A 24 de fevereiro, a Rússia invadiu a vizinha Ucrânia, alegando que a ocidentalização dos valores do país liderado por Volodymyr Zelensky eram uma ameaça. O impacto na indústria e no mercado da moda foi sentido quase de imediato e ainda hoje os mercados mundiais sentem os seus efeitos, com destaque para a Europa.
De acordo com o “The Ukraine Conflict Executive Briefing”, publicado pela GlobalData, a Rússia era o quinto maior mercado de vestuário na Europa e o 10.º no mundo em 2021, com vendas de 46,4 mil milhões de dólares (cerca de 42,7 mil milhões de euros). O mercado ucraniano estava avaliado, no mesmo ano, em 3,5 mil milhões de dólares.
Apenas um mês antes do início da guerra, as vendas de vestuário da Rússia tinham caído para 31,76 mil milhões de dólares, uma perda de 14,64 mil milhões de dólares. A GlobalData estima que o conflito Rússia-Ucrânia irá reduzir em 18,8 mil milhões de dólares o mercado russo de vestuário em 2022, com o consumo a dever manter-se abaixo das previsões pré-conflito até 2025.

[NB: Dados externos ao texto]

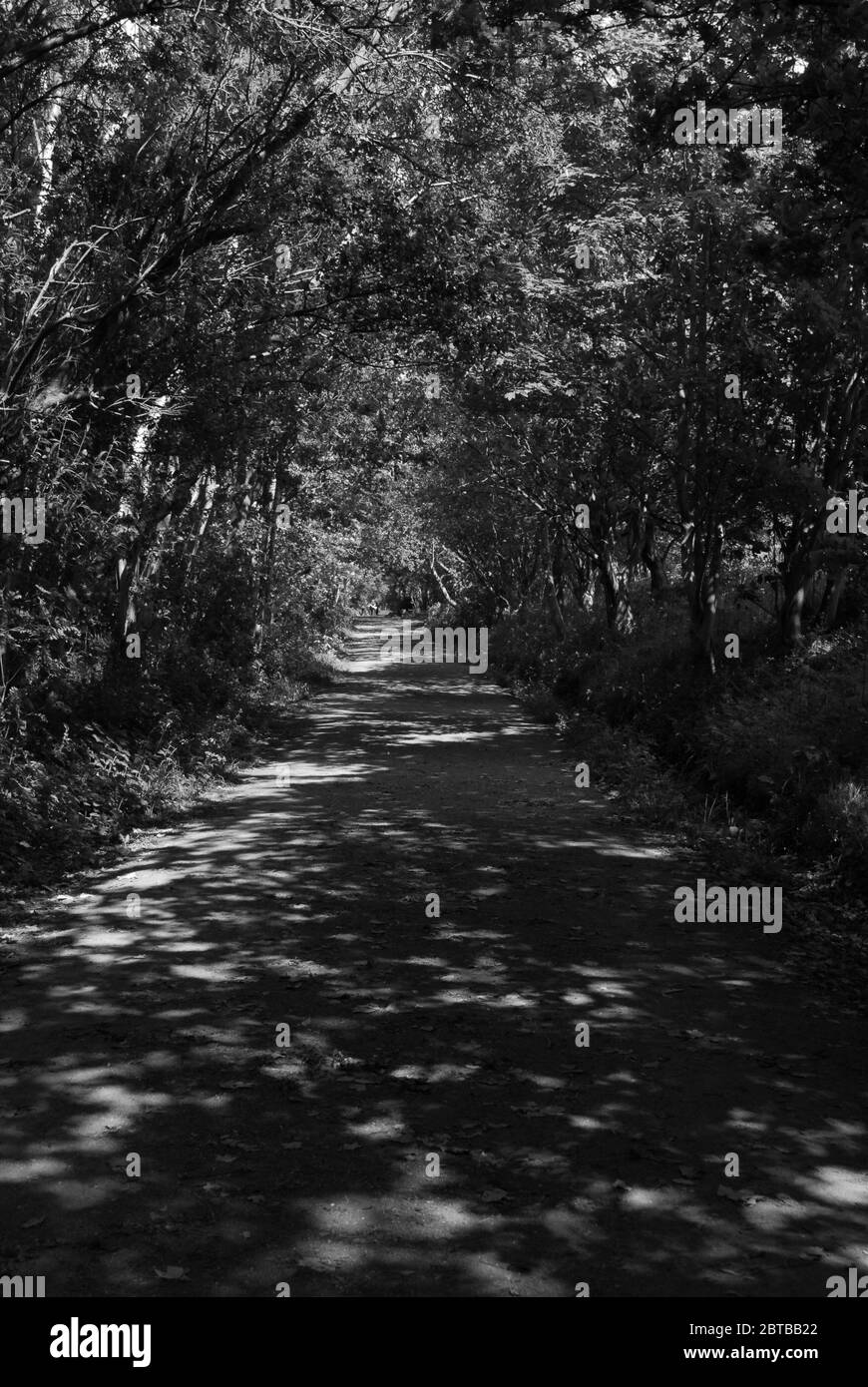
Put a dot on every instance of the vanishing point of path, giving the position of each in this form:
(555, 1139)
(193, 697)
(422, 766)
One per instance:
(302, 903)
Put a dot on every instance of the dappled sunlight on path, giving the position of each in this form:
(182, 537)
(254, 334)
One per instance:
(142, 1017)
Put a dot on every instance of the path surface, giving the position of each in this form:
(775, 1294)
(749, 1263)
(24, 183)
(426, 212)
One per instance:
(411, 1037)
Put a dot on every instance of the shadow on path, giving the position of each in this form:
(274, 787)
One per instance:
(298, 899)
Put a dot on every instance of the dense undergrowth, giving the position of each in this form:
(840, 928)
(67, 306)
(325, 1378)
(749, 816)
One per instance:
(93, 759)
(771, 750)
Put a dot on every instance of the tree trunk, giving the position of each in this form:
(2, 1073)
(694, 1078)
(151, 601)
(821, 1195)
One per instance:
(651, 561)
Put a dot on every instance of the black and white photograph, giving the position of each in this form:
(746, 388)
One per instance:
(433, 665)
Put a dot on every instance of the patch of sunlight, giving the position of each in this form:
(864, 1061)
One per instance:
(377, 1130)
(512, 1000)
(637, 1200)
(11, 1172)
(541, 1081)
(418, 738)
(459, 996)
(214, 973)
(836, 1184)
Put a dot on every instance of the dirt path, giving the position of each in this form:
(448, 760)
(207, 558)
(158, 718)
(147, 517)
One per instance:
(412, 1037)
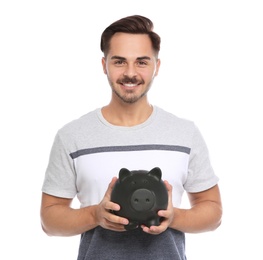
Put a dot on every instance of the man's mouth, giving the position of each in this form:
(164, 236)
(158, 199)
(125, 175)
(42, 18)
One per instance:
(129, 85)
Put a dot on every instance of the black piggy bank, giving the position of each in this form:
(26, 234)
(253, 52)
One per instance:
(140, 194)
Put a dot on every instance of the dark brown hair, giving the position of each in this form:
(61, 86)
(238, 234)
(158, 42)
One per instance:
(134, 24)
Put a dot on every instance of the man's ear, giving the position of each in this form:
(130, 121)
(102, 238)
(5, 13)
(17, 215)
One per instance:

Pippa Stephens, analista de vestuário na GlobalData, explicou ao Just Style que o aumento dos preços das commodities como resultado do conflito afetou a indústria têxtil e vestuário por toda a Europa. «O impacto tem consequências mais vastas na cadeia de aprovisionamento e no preço dos têxteis. Está igualmente a contribuir para uma pressão inflacionária adicional nos bolsos dos consumidores, que irá fazer com que o consumo divirja das compras de vestuário para artigos mais essenciais», aponta.
A analista revela ainda que, apesar da Alemanha, da Itália e do Reino Unido serem os maiores mercados para o vestuário da Europa, o estudo “Apparel Market in Europe 2020-2025” mostra que o maior crescimento nos próximos três anos deverá acontecer nos mercados menos desenvolvidos. «A Turquia deverá registar o maior aumento nas vendas até 2025, enquanto os países da Europa de Leste como a Roménia, a Polónia e Bulgária vão ter performances fortes. A Rússia e a Ucrânia terão dificuldades devido à guerra, que afetou a confiança dos consumidores e levou muitos retalhistas a parar as operações nestas regiões», afirma Pippa Stephens.
O desafio dos custos e da sustentabilidade
Para além da guerra e da inflação, nomeadamente ao nível das matérias-primas – as cheias no Paquistão, por exemplo, deverão afetar o mercado do algodão – e da energia – que levou a que muitas empresas efetuassem investimentos em caldeiras de biomassa e painéis fotovoltaicos –, as preocupações com a sustentabilidade dominaram 2022 e deverão continuar em 2023, especialmente tendo em conta a Estratégia Europeia para os Têxteis.
Na 37.ª Convenção Mundial de Moda da International Apparel Federation (IAF), em novembro, Dirk Vantyghem, diretor-geral da Euratex, explicou que a Europa está a repensar as suas interações com os parceiros mundiais, para ter uma relação mais crítica com terceiros e em respeito dos direitos humanos, do ambiente e dos regulamentos químicos.
Um dos objetivos da nova política europeia é, de resto, assegurar que todos os produtos têxteis que estejam no mercado europeu sejam duráveis, reparáveis e recicláveis e, em grande medida, sejam fabricados com fibras recicladas, sem substâncias perigosas e produzidas com respeito pelos direitos sociais. «Vamos trabalhar em conjunto para construir uma indústria têxtil e vestuário mundial sustentável», apelou Dirk Vantyghem.
Neste âmbito, a recolha seletiva de têxteis deverá ser obrigatória a partir de 2025 em todos os países da UE, sendo que muitos começam a implementar sistemas de responsabilidade alargada do produtor. França, Alemanha e Países Baixos têm já nova legislação para 2023 nesse sentido.